Walder has received fellowships and grants from the Guggenheim Foundation, the National Science Foundation, the National Academy of Sciences, the Henry Luce Foundation, the Ford Foundation, the Social Science Research Council, and the Center for Advanced Study in the Behavioral Sciences. His books and articles have won awards from the American Sociological Association, the Association for Asian Studies, and the Social Science History Association. He is an elected member of the American Academy of Arts and Sciences.
His recent and forthcoming books include Fractured Rebellion: The Beijing Red Guard Movement (Harvard University Press, 2009); China Under Mao: A Revolution Derailed (Harvard University Press, 2015); Agents of Disorder: Inside China’s Cultural Revolution (Harvard University Press, 2019); and A Decade of Upheaval: The Cultural Revolution in Feng County (Princeton University Press, 2021) (with Dong Guoqiang); and Civil War in Guangxi: The Cultural Revolution on China’s Southern Periphery (Stanford University Press, 2023).

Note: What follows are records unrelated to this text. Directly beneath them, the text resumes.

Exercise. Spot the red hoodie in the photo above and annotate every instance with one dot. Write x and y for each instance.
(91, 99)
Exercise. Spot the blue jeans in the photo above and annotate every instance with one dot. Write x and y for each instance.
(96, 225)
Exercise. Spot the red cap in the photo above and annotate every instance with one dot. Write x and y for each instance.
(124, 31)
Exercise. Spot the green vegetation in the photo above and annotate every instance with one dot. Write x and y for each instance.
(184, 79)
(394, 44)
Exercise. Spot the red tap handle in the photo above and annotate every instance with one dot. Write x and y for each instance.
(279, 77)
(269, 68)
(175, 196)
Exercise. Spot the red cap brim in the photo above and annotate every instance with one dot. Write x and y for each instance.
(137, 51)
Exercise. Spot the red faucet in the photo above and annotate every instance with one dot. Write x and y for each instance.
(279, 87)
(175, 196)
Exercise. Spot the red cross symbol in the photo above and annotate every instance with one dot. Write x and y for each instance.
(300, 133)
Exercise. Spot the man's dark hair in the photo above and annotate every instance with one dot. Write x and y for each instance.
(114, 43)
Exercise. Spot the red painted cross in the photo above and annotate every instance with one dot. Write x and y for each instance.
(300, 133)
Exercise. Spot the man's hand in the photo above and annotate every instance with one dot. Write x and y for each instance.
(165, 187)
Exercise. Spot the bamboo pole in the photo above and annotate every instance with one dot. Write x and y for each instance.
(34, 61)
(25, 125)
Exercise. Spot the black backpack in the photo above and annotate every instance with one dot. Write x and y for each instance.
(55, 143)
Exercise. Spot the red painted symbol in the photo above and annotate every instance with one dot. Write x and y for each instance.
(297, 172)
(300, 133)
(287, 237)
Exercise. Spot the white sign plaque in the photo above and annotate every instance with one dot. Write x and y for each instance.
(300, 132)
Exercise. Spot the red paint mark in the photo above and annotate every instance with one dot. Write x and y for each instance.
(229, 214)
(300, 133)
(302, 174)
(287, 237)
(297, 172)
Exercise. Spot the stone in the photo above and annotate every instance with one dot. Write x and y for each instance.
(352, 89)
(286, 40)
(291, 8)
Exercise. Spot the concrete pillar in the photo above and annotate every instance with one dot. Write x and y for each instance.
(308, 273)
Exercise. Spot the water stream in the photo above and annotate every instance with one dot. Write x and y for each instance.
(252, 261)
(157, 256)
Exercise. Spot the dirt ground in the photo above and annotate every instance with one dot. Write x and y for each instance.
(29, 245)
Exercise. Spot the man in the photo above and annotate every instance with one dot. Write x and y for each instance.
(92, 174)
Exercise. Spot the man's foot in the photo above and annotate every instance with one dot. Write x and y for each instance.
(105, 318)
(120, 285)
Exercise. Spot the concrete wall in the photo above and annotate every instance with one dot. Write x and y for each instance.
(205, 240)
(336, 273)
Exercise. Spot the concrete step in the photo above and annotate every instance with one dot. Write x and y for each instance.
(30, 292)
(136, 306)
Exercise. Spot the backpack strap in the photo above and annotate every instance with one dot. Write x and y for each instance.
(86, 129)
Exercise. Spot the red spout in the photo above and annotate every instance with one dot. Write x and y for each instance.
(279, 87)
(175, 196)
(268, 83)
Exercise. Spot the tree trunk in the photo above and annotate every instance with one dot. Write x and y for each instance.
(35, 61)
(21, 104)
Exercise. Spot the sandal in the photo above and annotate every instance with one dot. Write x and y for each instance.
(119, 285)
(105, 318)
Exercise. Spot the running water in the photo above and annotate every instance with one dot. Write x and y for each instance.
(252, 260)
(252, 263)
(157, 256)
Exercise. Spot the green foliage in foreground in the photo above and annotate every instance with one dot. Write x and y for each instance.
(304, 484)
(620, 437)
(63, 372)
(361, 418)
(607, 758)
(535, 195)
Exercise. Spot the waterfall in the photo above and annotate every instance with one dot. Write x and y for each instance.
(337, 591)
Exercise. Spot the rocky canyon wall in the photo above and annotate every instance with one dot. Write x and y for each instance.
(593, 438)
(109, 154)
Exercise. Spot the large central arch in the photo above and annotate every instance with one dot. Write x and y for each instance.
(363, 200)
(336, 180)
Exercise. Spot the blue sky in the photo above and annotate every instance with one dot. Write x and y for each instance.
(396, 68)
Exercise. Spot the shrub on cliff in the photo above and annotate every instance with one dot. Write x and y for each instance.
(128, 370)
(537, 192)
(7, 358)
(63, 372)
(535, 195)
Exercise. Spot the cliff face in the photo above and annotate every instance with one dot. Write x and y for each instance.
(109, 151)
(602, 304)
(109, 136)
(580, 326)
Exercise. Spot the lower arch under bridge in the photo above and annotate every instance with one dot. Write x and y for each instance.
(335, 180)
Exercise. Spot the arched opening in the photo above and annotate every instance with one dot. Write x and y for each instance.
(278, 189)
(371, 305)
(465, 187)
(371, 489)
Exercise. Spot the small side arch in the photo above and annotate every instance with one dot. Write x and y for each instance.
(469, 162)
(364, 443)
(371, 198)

His recent articles include “After State Socialism: Political Origins of Transitional Recessions.” American Sociological Review 80, 2 (April 2015) (with Andrew Isaacson and Qinglian Lu); “The Dynamics of Collapse in an Authoritarian Regime: China in 1967.” American Journal of Sociology 122, 4 (January 2017) (with Qinglian Lu); “The Impact of Class Labels on Life Chances in China,” American Journal of Sociology 124, 4 (January 2019) (with Donald J. Treiman); and “Generating a Violent Insurgency: China’s Factional Warfare of 1967-1968.” American Journal of Sociology 126, 1 (July 2020) (with James Chu).